Blocking copyrighted material / adult content on an HTTP gateway

I created a website called https://ipfs.video to showcase the ability to stream large video files directly from IPFS using js-ipfs.

Now I would like to allow people to index webm files, so I started development on https://index.ipfs.video to create an indexing service for webm files on IPFS.

On both my ipfs.video website and my index website, I would like to block illegal/copyrighted and adult content. Some gateways are already doing that, but I was wondering if there was already a service to openly share the blocked cids? Because if not, I think I should probably start building one first :wink:

Cool project! I didn’t know you could stream files like that. I did it with IPLD and pre-chunked videos but your method is way simpler.

As for filtering, that seams very hard to do. Content addressing means changing one bit result in a new CID.

You would need some kind of AI with a CRDT that can be updated by everyone.

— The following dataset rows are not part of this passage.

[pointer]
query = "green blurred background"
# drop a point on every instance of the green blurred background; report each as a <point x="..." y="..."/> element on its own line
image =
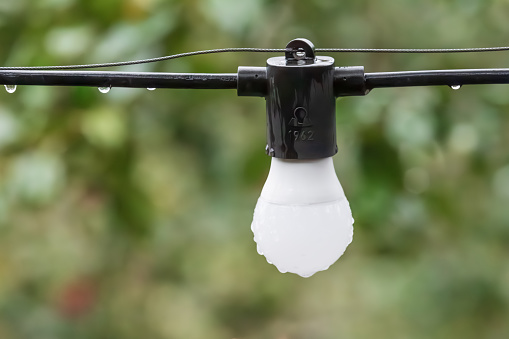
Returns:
<point x="127" y="214"/>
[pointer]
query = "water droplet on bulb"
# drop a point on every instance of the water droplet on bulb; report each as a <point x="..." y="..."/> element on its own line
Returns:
<point x="104" y="90"/>
<point x="10" y="88"/>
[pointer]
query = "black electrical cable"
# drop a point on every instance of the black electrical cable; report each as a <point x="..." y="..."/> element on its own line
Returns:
<point x="260" y="50"/>
<point x="119" y="79"/>
<point x="146" y="61"/>
<point x="413" y="50"/>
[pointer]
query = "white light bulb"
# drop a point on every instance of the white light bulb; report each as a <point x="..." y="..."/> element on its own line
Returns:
<point x="302" y="222"/>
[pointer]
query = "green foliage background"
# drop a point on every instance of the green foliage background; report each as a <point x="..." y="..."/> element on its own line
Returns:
<point x="127" y="215"/>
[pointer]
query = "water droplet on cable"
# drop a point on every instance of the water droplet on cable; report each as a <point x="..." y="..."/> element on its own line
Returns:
<point x="10" y="88"/>
<point x="104" y="90"/>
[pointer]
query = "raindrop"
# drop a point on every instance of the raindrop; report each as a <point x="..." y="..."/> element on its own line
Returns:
<point x="104" y="90"/>
<point x="10" y="88"/>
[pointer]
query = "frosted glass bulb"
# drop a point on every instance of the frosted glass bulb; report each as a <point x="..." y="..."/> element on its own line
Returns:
<point x="302" y="222"/>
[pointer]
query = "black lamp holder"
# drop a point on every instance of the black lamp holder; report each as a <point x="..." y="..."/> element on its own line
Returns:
<point x="300" y="90"/>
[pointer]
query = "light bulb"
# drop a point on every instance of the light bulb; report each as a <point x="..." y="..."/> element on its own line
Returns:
<point x="302" y="222"/>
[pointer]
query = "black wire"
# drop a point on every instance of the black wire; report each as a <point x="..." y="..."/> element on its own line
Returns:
<point x="412" y="50"/>
<point x="146" y="61"/>
<point x="261" y="50"/>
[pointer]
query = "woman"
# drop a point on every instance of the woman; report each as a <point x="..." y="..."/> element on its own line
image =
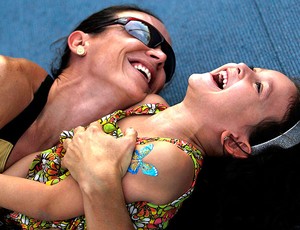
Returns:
<point x="89" y="83"/>
<point x="167" y="158"/>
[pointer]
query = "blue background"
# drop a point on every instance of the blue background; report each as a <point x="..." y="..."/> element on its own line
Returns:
<point x="206" y="34"/>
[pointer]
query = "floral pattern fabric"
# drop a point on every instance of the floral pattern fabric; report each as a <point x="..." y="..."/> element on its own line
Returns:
<point x="46" y="168"/>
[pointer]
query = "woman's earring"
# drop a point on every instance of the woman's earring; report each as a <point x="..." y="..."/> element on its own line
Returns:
<point x="80" y="51"/>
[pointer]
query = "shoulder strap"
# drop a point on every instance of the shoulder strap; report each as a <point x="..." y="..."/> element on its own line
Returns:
<point x="15" y="128"/>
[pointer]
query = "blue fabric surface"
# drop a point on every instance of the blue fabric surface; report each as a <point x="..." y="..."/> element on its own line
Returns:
<point x="205" y="34"/>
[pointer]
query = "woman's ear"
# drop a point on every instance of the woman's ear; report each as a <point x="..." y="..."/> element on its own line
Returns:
<point x="236" y="147"/>
<point x="77" y="42"/>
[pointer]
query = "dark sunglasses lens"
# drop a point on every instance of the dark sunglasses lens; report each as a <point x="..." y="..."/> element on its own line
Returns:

Create a positives sample grope (classifier model) by adding stuff from adult websites into your site, then when a new upload matches the Adult content positive video recognition don’t link the video. (If you don’t want any adult content don’t link videos used in the classifier, either.) The only bottle neck is for copyrighted content, copyright holders usually don’t publish a classifier for their content.

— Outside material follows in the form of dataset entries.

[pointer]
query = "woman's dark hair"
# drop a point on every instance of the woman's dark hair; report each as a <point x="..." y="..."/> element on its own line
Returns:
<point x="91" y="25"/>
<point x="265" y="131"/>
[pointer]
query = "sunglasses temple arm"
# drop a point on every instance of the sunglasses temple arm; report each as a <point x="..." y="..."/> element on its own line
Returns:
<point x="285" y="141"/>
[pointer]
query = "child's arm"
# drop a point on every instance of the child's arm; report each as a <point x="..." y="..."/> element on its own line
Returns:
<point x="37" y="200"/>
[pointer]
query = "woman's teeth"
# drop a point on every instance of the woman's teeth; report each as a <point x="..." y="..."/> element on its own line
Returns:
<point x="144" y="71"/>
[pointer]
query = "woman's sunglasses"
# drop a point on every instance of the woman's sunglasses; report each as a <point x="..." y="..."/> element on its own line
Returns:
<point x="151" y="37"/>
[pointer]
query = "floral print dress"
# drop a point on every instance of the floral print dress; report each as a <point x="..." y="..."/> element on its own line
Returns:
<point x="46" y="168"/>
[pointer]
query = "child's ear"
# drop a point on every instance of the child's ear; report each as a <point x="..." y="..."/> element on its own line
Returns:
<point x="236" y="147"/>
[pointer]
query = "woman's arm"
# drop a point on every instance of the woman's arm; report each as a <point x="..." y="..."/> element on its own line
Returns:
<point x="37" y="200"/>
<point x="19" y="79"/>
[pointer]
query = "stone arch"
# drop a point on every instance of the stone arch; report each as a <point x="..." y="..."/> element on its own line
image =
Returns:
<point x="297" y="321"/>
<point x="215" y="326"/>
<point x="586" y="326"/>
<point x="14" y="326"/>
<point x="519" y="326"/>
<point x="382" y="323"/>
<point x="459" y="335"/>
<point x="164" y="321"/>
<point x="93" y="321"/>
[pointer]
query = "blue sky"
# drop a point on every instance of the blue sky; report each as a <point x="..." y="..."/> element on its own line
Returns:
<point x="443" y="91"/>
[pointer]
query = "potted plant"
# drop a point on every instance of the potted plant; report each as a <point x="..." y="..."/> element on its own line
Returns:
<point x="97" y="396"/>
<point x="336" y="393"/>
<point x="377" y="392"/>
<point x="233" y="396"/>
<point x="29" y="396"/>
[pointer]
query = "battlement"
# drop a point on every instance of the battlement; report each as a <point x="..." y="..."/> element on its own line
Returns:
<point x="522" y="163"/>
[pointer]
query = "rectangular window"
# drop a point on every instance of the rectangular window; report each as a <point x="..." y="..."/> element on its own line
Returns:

There are some Copy Protection systems that try to add an id, usually called a “fingerprint”, to the optional text block in an mp4. This id is then used to determiner the origin of the mp4. You could block mp4s using this id system, but that wouldn’t control for DVD-rips and other valid copyrights that don’t have an id system.

Blocking CIDs isn’t going to work that well…

Any given file will have a different CID if a single bit is changed in the file. Simply passing a file through a re-encoding process… ffmpeg for audio/video or mat2 for images, pdf, and other files, will change its CID as well as the metadata and any other top level identifying marks.

In order to identify copyrighted material and/or adult materials, an algorithmic frame or image analysis is required.